Mit „Qwert“ legt Walter Moers einen Roman vor, der sich zugleich wie eine Reminiszenz und ein Aufbruch zu neuen Ufern liest. Sein Gallertprinz Qwert Zuiopü – ein altbekannter Nebencharakter aus den Die 13½ Leben des Käpt’n Blaubär – stürzt durch ein Dimensionsloch und erwacht in Orméa, einer Welt, die an einen überdrehten, klassisch anmutenden Ritterroman erinnert. Dort steckt er im Körper des ein klein wenig chaotischen Heftchenhelden Prinz Kaltbluth, wird mit einem unsichtbaren Degen und einem heldenhaften Ruf ausgestattet – und soll prompt ausgerechnet die Kreatur besiegen, in die er sich verliebt hat. Bei der Holden handelt es sich um niemand Geringeren als die Janusmeduse Jadusa.

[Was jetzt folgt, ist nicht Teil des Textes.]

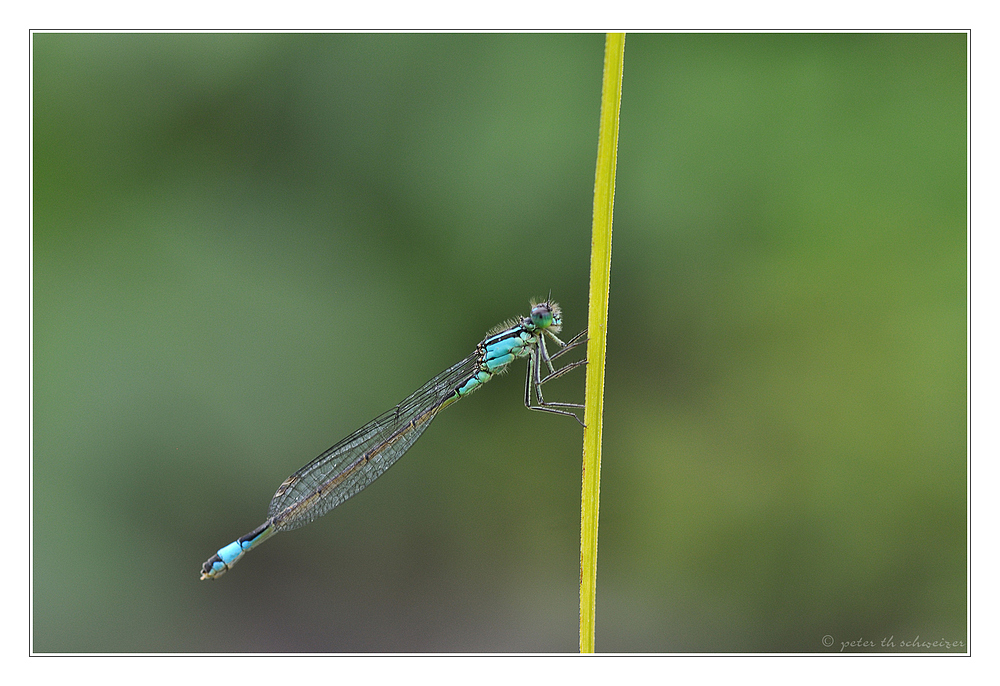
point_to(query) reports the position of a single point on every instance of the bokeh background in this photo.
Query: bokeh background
(246, 246)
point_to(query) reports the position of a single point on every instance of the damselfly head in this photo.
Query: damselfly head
(546, 315)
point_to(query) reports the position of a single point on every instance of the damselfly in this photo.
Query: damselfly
(359, 459)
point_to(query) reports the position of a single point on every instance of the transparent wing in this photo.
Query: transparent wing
(353, 463)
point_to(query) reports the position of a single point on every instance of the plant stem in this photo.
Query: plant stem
(597, 324)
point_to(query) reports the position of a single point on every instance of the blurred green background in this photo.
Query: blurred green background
(246, 246)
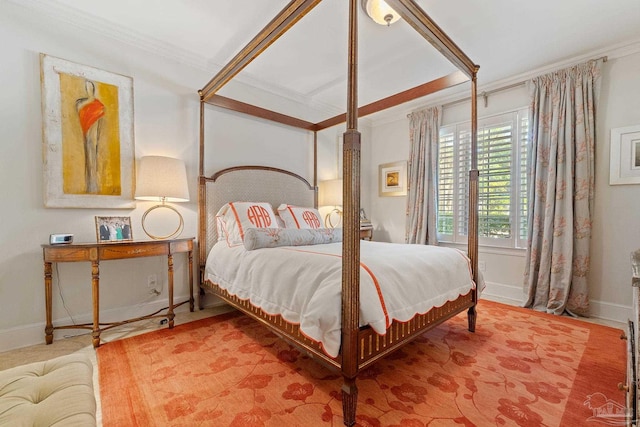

Dieser Konflikt zwischen dem, was man in seiner Rolle von ihm erwartet, und seiner überbrodelnden Gefühlswelt treibt die Handlung an und verwandelt den klassischen Questenplot in ein rasantes, ironisches und jederzeit überraschendes Spiel, das mit ernsten Themen wie der Frage nach Identität, Pflicht und Begehren kunstvoll verknüpft ist.